Ещё один любопытный аспект событий 1914–1918 годов связан со СМИ. Дело в том, что к концу XIX века медийная среда – тогдашня пресса – окончательно сформировалась как четвёртая власть. Стало ясно, что журналист, репортёр оказывают колоссальное влияние на общественное мнение, поэтому с ним должны считаться сильные мира сего. И история отношений Антанты и Тройственного союза постоянно проходила через усилитель СМИ. Политические события на страницах «Санкт-Петербургских ведомостей», Figaro, Suеddeutsche Zeitung или британских газет выглядели немножечко ярче, сильнее, хищнее и злобнее, чем на самом деле.

В результате этой метаморфозы реальные политики, принадлежащие к первой и второй ветвям власти, начали побаиваться представителей четвёртой власти. Ещё бы – они требовали быть последовательными, крича, например: «Надо защитить наших сербских братьев!» И Николай II, который невероятно тяготился своей ролью императора-самодержца и не хотел никакой войны, под их нажимом шёл в атаку. Ему ведь постоянно говорили: «Наши сербские братья пострадали. Нам нужно дать достойный ответ. Иначе во всех газетах мира будет написано о нашей слабости». То есть начиная с ХХ столетия СМИ всё чаще выступали в роли провокатора, тем более что тогда ещё не существовало запрета на прямое присутствие журналистов на встречах политиков. Поэтому значительная часть вины за развязывание Первой мировой лежит именно на прессе.

К счастью, из этого негативного опыта человечество сделало некоторые выводы. Буквально после Первой мировой войны появился новый формат – «без галстуков», а также многочисленные пресс-секретари и пресс-атташе. Политики приняли все необходимые меры предосторожности, чтобы они могли без посторонних журналистских глаз сидеть в тёмной комнате, свободно посылать друг друга куда подальше и спорить, как обычно спорят на базаре. А после этих переговоров пресс-секретарь мог в предельно бессодержательной форме сообщить об их итогах в пресс-релизе. И эта техника безопасности в работе с четвёртой властью, появившаяся в 1920-е годы, спасает сегодня мир от многих войн.
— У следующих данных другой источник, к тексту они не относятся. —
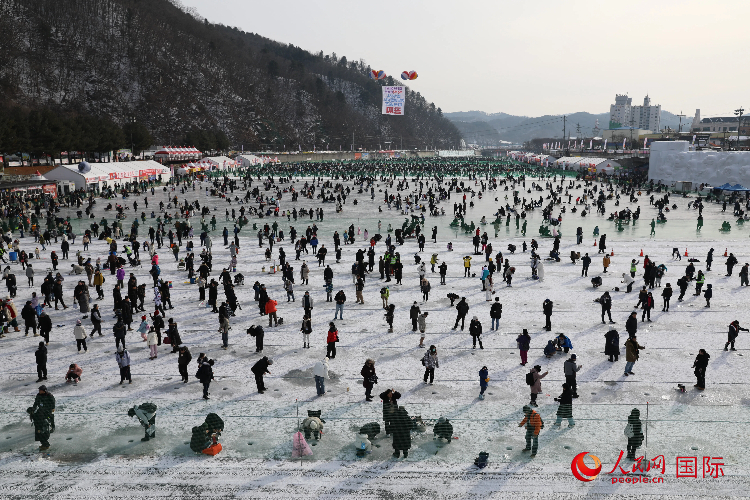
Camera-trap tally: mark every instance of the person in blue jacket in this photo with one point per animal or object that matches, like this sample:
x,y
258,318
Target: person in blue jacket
x,y
563,343
550,349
Приговор утопии Просвещения

Безусловно, Первая мировая стала водоразделом с точки зрения доминанты коллективного самосознания общества. На протяжении столетия, предшествовавшего кровавой бойне 1914–1918 годов, всё, что было связано с подспудным, пещерным, бессознательным началом человека, старательно замалчивалось. Архаические проявления психики и экзистенциальные вопросы подчас объявлялись недостойными современного образованного гражданина.

Такое положение вещей неудивительно – в средствах массовой информации, самосознании писателей и мыслителей начала ХХ века всё ещё господствовала просвещенческая утопия с её культом разума и прогресса. Доминировала социальная инженерия, а самым актуальным был вопрос: «Что ещё можем сделать, чтобы отсталую, непроработанную знанием человеческую сущность иллюминировать ещё больше?» Главная тема всех медийных речей того времени – торжество науки, прогресс, смягчение нравов, «мы больше не допустим» и «мы больше не погрузимся в архаику войны».

Да, накануне Первой мировой бушевала полемика между российской и немецкой прессой, а иногда – несмотря на союзнические отношения в рамках Антанты – между российскими и британскими газетами. Но эти дебаты проходили в рамках общей системы координат, когда ценности Просвещения не подвергались сомнению. И если «Ведомости» критиковали своих оппонентов, то в основном лишь за то, что европейские политики отходят от истинного пути прогресса. 

 Чем ближе к 1914 году, тем сильнее звучали эти речи. Скрытое напряжение в европейских обществах постоянно накапливалось. И вот, наконец, вспыхнула одна из самых беспощадных войн в истории человечества, которую по уровню жестокости в чём-то превзошла даже ужасы Второй мировой. Эта бойня шла на уровне абстрактных принципов, которые в теории могли бы подкорректировать друг друга, но на практике корректировались отравляющими газами, артиллерией и – ввиду отсутствия пенициллина – чудовищными смертями на операционном столе. Парадокс состоял в том, что именно так выглядело воплощение лозунгов Просвещения, их телесная реализация. Поэтому неудивительно, что именно Первая мировая война подписала приговор просвещенческой утопии. Конечно, полностью эта утопия не исчезла, она скрытым образом продолжается и сегодня, но доселе невиданная бойня лишила её господствующего положения в самосознании людей.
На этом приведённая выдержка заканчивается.